In walks another family and plops down next to us in the waiting area. A mother, a grandmother, a girl (about 13), and a son about the age of Jude. Immediately, all four of them drew a screened device from their pockets. SWISH! The disconnection from each other commenced. For a solid 10 minutes I watched the two kids trade between a Nintendo DS and a smart phone (not sure the brand). While the five year old burst out loudly every few moments, his counterparts couldn’t be bothered to look up from their own screens while hissing at him to be quiet.
All I could think of while watching them is “These are the reason people are saying technology is ruining the world.” They insist to be sucked into something instead of talking or even bother being a decent parent. These kids will continue to grow up without the human interaction they need and eventually they will become extremely ill adept at conversing with other people or doing simple tasks for themselves. Ultimately, they will become pawns in the advertising empire, empty vile’s to profit from.
I am not perfect. Nowhere near it. I take my phone to bed and sometimes even fall asleep having the phone crack me in the face. Alaina has admitted to me that rather than doing something constructive with her time she will take those stupid Buzzfeed quizzes (“Make a sandwich, and we’ll tell you the perfect vacation spot”). We are trying to raise our kids with an awareness of technology, and the knowledge that they don’t need to use it as a crutch or a way to avoid human interaction.
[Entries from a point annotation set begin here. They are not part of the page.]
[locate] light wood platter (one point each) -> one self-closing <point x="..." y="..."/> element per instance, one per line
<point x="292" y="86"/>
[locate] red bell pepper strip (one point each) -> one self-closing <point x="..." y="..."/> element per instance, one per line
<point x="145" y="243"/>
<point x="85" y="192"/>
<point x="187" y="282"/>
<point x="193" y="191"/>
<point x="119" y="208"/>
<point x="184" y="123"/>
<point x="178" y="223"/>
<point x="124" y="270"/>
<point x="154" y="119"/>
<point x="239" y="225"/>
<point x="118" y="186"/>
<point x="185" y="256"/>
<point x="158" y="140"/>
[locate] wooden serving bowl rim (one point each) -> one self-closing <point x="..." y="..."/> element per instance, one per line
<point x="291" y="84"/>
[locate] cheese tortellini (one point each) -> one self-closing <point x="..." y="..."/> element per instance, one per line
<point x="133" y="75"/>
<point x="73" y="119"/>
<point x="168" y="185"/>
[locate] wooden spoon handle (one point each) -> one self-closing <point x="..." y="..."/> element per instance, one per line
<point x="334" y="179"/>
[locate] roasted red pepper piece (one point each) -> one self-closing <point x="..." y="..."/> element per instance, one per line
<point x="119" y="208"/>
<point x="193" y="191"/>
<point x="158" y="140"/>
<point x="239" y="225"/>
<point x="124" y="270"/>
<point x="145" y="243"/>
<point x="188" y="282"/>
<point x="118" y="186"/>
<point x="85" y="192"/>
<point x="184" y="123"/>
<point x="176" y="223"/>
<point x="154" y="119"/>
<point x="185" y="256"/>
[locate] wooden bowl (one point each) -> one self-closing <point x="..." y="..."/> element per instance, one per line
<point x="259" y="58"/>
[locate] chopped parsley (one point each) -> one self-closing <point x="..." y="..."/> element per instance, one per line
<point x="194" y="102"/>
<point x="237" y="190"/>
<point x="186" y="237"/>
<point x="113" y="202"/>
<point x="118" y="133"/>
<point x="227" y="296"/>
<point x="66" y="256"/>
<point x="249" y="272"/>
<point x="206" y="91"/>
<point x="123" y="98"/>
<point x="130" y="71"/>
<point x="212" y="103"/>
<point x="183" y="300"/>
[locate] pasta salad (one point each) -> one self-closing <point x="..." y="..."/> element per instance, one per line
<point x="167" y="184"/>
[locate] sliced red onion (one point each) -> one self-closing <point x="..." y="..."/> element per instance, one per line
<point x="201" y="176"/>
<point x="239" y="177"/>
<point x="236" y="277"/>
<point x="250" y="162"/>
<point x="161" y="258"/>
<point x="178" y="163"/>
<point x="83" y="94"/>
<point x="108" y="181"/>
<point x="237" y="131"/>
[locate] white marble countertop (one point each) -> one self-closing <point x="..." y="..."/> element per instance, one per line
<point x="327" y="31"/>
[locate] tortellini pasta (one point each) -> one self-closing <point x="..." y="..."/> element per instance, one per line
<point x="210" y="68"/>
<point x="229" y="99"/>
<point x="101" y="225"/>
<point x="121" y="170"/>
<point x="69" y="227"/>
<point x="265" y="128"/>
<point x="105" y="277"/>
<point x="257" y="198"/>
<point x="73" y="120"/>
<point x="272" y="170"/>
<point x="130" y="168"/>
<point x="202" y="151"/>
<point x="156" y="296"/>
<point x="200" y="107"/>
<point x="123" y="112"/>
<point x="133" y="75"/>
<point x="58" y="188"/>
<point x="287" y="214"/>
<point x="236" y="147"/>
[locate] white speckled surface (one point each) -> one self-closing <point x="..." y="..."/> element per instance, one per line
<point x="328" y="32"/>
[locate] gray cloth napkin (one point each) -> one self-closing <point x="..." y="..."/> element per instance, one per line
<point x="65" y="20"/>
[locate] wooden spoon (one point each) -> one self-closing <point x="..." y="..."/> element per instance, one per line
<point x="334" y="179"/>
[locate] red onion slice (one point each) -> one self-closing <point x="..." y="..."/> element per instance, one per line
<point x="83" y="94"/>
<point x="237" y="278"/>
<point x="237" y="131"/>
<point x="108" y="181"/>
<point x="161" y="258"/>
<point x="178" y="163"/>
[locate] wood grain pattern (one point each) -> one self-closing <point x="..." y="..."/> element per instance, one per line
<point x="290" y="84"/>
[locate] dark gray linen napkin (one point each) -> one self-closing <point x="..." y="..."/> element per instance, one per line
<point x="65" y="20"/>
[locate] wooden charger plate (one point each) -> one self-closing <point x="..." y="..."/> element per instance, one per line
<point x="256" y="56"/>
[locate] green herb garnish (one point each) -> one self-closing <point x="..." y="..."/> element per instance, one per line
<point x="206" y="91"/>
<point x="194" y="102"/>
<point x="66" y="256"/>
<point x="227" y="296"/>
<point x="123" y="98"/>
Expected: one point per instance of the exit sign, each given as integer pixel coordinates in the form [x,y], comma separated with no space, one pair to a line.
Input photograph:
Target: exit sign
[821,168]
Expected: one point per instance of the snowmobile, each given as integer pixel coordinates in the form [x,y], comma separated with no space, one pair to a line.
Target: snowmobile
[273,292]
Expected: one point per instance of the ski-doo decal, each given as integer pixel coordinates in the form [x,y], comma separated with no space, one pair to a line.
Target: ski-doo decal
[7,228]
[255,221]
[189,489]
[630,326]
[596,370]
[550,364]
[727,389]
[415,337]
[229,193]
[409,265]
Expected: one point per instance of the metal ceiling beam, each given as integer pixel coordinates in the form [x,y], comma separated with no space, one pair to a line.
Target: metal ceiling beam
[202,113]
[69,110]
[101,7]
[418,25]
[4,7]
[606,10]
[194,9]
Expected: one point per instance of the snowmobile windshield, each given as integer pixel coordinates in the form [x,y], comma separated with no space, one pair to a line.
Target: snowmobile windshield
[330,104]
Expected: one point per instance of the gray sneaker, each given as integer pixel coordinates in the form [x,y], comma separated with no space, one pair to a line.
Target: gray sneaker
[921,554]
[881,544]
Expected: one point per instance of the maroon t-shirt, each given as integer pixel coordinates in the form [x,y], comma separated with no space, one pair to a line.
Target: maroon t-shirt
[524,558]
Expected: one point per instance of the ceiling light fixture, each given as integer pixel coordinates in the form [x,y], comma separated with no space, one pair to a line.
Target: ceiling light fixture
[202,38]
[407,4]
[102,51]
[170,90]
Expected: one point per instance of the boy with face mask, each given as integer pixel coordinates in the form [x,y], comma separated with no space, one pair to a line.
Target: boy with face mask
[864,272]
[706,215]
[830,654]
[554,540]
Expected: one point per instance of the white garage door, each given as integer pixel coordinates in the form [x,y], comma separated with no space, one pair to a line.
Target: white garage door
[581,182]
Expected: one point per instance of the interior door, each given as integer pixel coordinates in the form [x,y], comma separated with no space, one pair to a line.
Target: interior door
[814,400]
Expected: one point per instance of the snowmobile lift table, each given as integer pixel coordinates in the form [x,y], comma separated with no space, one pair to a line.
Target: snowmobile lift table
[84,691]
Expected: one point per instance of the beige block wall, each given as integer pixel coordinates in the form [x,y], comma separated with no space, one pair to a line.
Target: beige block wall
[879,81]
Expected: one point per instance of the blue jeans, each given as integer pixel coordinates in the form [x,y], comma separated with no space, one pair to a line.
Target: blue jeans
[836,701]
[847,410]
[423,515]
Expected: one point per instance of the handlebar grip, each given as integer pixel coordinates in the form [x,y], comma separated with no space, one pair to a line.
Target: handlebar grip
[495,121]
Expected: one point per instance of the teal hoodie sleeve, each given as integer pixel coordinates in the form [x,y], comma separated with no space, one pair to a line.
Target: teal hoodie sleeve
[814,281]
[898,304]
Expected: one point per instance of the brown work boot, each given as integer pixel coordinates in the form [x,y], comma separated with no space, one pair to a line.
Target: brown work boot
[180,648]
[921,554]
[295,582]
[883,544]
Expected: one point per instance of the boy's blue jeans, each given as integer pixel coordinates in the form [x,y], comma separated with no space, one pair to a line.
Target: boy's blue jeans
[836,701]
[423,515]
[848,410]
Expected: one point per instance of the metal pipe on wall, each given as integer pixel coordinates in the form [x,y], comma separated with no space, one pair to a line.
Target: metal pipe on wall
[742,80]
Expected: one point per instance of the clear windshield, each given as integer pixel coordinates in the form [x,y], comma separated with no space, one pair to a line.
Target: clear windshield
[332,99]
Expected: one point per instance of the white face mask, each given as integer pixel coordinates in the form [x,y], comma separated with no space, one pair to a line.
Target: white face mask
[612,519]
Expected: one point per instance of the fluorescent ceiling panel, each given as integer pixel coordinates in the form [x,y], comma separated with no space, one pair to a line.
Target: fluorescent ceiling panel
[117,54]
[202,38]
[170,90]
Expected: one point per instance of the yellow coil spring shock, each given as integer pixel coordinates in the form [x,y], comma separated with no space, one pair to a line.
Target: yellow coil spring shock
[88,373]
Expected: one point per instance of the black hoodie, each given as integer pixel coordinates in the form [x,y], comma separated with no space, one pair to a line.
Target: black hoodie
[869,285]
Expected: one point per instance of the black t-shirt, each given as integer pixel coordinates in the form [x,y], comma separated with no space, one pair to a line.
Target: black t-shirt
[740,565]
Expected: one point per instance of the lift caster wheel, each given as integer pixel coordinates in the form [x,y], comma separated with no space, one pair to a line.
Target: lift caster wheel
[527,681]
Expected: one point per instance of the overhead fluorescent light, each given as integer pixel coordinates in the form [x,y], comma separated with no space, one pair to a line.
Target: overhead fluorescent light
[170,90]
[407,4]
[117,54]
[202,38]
There are moments in parenting when you know you do something right. As we sat waiting for Jude’s appointment, he never once asked to look at one of our phones. I was even proud of us for just being able to sit and wait and talk to each other. That’s the kind of relationship I want with the technology being served to us.
We all need to walk a fine line. How much do we rely on using technology for something we can do for ourselves? There’s no question that society gains when we implement new technology. What interests me and what bothers me, is what we lose every time we use a computer bought from a major corporation to turn off a light that we could easily flip the switch to (don’t even get me started on “passive listening” devices).